O que sobressai é uma perspectiva optimista (pelo menos é o que me parece, apesar do pressuposto tenebroso sob o qual se apresenta), e fornece indicações práticas sobre como se podem e devem desenvolver os meios de comunicação, desde os corporativos aos pessoais. É uma obra fundamental numa época de transição e definição do que é o jornalismo, para que serve e para quem serve. Enriquecido com a perspectiva do autor sobre a importância social dos media, é o resumo perfeito de várias correntes de pensamento sobre quais caminhos a indústria e o público poderão seguir no futuro. Não é um livro complexo nos conceitos, mas nas suas implicações, e creio que se tornará num excelente guia para profissionais e estudantes de comunicação, para a compreensão de como se passa da uma comunicação de sentido único, corporativa e limitada, para uma outra, relacional, personalizada, comunitária. E as questões que levanta não terão necessariamente uma só resposta.
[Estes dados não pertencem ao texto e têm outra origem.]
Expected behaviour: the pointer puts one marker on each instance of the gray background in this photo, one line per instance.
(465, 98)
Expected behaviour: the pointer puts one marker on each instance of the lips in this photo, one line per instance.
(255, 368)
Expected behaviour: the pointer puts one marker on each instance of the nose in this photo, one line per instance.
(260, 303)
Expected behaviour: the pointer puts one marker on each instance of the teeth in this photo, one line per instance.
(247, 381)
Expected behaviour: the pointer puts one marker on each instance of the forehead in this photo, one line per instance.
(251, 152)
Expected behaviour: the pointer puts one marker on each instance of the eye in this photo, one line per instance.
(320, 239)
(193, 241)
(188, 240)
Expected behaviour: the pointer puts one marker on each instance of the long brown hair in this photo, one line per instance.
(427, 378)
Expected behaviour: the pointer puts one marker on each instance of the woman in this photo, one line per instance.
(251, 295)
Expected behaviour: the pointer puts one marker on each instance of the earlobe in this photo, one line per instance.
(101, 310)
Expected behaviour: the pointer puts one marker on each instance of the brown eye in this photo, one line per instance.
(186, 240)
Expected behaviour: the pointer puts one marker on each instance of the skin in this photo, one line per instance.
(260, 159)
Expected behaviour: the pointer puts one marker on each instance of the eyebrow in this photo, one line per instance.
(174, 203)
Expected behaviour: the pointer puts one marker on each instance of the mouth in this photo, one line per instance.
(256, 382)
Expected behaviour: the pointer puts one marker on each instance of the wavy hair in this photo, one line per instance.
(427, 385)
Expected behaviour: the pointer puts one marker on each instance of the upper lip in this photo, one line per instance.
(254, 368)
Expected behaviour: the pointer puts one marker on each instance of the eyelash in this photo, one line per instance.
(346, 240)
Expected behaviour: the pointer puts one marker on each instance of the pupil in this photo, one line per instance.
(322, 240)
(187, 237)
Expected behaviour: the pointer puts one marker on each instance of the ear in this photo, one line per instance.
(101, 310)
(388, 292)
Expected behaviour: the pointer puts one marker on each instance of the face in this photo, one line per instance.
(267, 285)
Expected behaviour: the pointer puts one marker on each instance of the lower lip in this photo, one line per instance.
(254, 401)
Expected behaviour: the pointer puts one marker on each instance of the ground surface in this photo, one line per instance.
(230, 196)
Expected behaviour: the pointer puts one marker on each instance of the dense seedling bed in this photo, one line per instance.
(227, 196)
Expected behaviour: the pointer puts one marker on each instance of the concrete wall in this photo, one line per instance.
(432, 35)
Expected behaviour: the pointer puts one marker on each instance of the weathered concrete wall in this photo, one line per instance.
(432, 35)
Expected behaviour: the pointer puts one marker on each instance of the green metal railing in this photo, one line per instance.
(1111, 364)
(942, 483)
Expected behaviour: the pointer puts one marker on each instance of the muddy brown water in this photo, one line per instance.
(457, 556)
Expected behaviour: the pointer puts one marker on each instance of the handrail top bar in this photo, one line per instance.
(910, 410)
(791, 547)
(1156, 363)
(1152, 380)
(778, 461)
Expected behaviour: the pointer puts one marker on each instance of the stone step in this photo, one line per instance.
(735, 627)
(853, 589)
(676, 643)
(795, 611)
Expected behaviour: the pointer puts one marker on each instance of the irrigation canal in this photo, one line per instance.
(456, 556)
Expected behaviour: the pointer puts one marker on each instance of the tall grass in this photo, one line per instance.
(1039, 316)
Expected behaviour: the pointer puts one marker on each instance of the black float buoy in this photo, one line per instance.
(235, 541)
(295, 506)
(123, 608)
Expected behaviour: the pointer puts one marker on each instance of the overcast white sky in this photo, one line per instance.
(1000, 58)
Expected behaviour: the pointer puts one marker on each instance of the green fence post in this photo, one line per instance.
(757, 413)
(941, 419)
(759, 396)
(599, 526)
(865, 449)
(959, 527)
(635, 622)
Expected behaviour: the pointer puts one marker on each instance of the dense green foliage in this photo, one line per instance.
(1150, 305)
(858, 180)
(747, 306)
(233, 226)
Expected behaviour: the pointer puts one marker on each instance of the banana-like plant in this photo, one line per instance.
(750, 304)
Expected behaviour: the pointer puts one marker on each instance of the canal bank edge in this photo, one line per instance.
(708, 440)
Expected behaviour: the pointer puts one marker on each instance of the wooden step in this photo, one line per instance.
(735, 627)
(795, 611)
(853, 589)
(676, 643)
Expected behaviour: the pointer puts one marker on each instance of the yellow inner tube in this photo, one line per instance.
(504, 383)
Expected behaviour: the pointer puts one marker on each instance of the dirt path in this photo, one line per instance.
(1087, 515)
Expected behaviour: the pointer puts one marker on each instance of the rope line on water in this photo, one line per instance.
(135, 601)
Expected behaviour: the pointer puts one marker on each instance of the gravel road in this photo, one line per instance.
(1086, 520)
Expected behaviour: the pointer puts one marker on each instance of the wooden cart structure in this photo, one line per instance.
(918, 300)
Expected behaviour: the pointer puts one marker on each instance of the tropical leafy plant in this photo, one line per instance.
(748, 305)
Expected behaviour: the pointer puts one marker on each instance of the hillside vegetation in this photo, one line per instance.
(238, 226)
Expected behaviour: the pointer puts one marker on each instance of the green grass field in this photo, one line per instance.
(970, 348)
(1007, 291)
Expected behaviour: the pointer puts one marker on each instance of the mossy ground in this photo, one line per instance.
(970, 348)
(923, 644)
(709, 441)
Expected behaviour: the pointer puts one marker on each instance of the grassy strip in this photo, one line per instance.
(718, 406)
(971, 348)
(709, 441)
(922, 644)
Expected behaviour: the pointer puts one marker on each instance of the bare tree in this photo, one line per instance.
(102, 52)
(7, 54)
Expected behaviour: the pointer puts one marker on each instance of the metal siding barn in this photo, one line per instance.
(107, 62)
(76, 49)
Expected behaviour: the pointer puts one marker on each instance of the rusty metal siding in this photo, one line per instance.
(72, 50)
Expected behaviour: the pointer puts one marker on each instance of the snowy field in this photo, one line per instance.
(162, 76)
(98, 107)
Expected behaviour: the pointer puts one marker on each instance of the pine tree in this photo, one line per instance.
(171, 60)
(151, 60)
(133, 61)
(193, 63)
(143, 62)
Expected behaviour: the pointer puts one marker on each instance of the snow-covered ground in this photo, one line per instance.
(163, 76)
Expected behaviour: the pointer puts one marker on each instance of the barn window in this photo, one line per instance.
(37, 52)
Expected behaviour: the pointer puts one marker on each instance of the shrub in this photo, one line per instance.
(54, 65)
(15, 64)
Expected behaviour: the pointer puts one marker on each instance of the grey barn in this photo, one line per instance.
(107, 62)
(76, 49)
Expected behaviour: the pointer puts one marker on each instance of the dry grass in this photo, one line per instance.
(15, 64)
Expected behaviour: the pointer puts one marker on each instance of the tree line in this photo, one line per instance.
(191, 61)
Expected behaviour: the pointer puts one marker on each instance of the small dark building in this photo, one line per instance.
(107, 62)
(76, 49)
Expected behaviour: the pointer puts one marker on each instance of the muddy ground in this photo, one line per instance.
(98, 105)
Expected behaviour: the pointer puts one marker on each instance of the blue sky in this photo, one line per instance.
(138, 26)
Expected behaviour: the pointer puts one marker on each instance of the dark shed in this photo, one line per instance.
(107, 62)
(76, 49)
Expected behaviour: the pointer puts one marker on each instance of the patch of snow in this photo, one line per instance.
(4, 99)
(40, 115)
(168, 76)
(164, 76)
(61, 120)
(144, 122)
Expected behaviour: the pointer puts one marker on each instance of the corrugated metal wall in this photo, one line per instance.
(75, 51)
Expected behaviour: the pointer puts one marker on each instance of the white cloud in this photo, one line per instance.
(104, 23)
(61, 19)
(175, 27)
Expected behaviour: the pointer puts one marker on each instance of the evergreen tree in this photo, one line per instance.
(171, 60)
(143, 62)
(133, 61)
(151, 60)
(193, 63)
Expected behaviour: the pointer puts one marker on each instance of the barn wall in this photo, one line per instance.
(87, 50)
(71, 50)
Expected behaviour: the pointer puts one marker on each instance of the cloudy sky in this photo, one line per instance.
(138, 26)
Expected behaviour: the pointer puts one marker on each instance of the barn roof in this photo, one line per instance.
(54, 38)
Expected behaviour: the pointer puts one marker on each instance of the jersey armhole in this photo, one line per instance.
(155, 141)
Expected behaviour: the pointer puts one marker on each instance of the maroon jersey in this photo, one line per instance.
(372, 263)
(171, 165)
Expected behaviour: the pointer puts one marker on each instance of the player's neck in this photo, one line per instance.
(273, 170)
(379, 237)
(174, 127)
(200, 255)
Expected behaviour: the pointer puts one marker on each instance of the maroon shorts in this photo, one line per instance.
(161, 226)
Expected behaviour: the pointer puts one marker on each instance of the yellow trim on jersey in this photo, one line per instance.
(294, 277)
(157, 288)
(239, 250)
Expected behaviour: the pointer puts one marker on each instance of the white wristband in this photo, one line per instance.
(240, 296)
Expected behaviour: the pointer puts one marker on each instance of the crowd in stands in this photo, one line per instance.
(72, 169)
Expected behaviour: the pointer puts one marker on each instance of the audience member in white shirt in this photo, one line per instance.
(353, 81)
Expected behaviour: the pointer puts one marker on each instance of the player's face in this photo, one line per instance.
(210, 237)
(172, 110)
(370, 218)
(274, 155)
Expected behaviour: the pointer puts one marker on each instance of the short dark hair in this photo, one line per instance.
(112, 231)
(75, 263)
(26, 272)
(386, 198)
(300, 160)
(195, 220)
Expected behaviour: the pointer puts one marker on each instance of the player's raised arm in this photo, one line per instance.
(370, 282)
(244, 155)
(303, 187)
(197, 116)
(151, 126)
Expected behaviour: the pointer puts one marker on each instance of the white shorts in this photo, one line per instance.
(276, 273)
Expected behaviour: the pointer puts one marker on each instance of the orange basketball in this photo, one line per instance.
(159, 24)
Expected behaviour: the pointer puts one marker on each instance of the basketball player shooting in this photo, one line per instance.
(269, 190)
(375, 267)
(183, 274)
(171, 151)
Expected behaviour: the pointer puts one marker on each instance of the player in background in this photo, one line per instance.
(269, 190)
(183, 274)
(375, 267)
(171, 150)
Acima de tudo, Beckett defende que a notícia é um serviço, não um produto, logo o interesse público está acima de todos os outros. É uma estranha forma de liberalização de algo que precisa de ser de todos e que deverá servir o bem comum.

Como ele diz no livro, “o jornalismo pode ser uma força maior para o Bem”. Perguntei-lhe se essa “missão, caso a aceitemos”, é possível: “Claro que tudo é possível. Mas é uma escolha. Nós temos os media que criamos.”

Podem comprar SuperMedia: Saving Journalism So It Can Save The World aqui, ou fazer o download dos três primeiros capítulos no site do POLIS.


[1] Beckett, SuperMedia: Saving Journalism So It Can Save The World (Wiley-Blackwell, 2008 )

[2] em entrevista ao programa de rádio Night Waves da BBC3, 2 de Junho 2008


8 Respostas to “SuperMedia: Entrevista com Charlie Beckett”


  1. 12 de Junho de 2008 às 5:29 pm

    Hi Alex, do you have an english version of this post I can read? I’ve been reading the same book but haven’t had time to finish it yet.

    Thanks,
    Azeem.

  2. 12 de Junho de 2008 às 5:34 pm

    Hi Azeem, i’m working on the translation as we speak, then i’ll send it to OJB to see if Paul is interested in publishing it. Anyway, it will be available this weekend. 😉

  3. 3 twentysth
    17 de Junho de 2008 às 12:43 pm

    tenho muita curiosidade em relação ao livro mas ainda não tive oportunidade de lê-lo.

    excelente entrevista – veio aguçar a minha curiosidade. 🙂

  4. 17 de Junho de 2008 às 4:23 pm

    Obrigado Vera, mas para te dizer a verdade nem estou muito satisfeito com o resultado final, tive alguns problemas e cometi alguns erros na fase da entrevista, que tentei remendar, mas penso que dá pelo menos para aguçar a curiosidade. Eu gostei muito do livro e é daqueles que acho de leitura obrigatória. Boas aventuras na terra dos kiwis 😉

  5. 5 Sofia
    12 de Maio de 2009 às 6:10 pm

    Gostei muito da entrevista. Muito informativa e esclarecedora. Apresentou perspectivas sobre o webjornalismo que nunca me tinham passado pela cabeça e ideias que não estavam sufucientemente concretizadas na minha mente.
    Penso que o networkedjournalism pode ser o meio através do qual o público vai reconhecer a importância da profissão jornalista e do jornalismo, mas também do seu poder de intervenção como cidadão.

    Venham mais posts interessantes!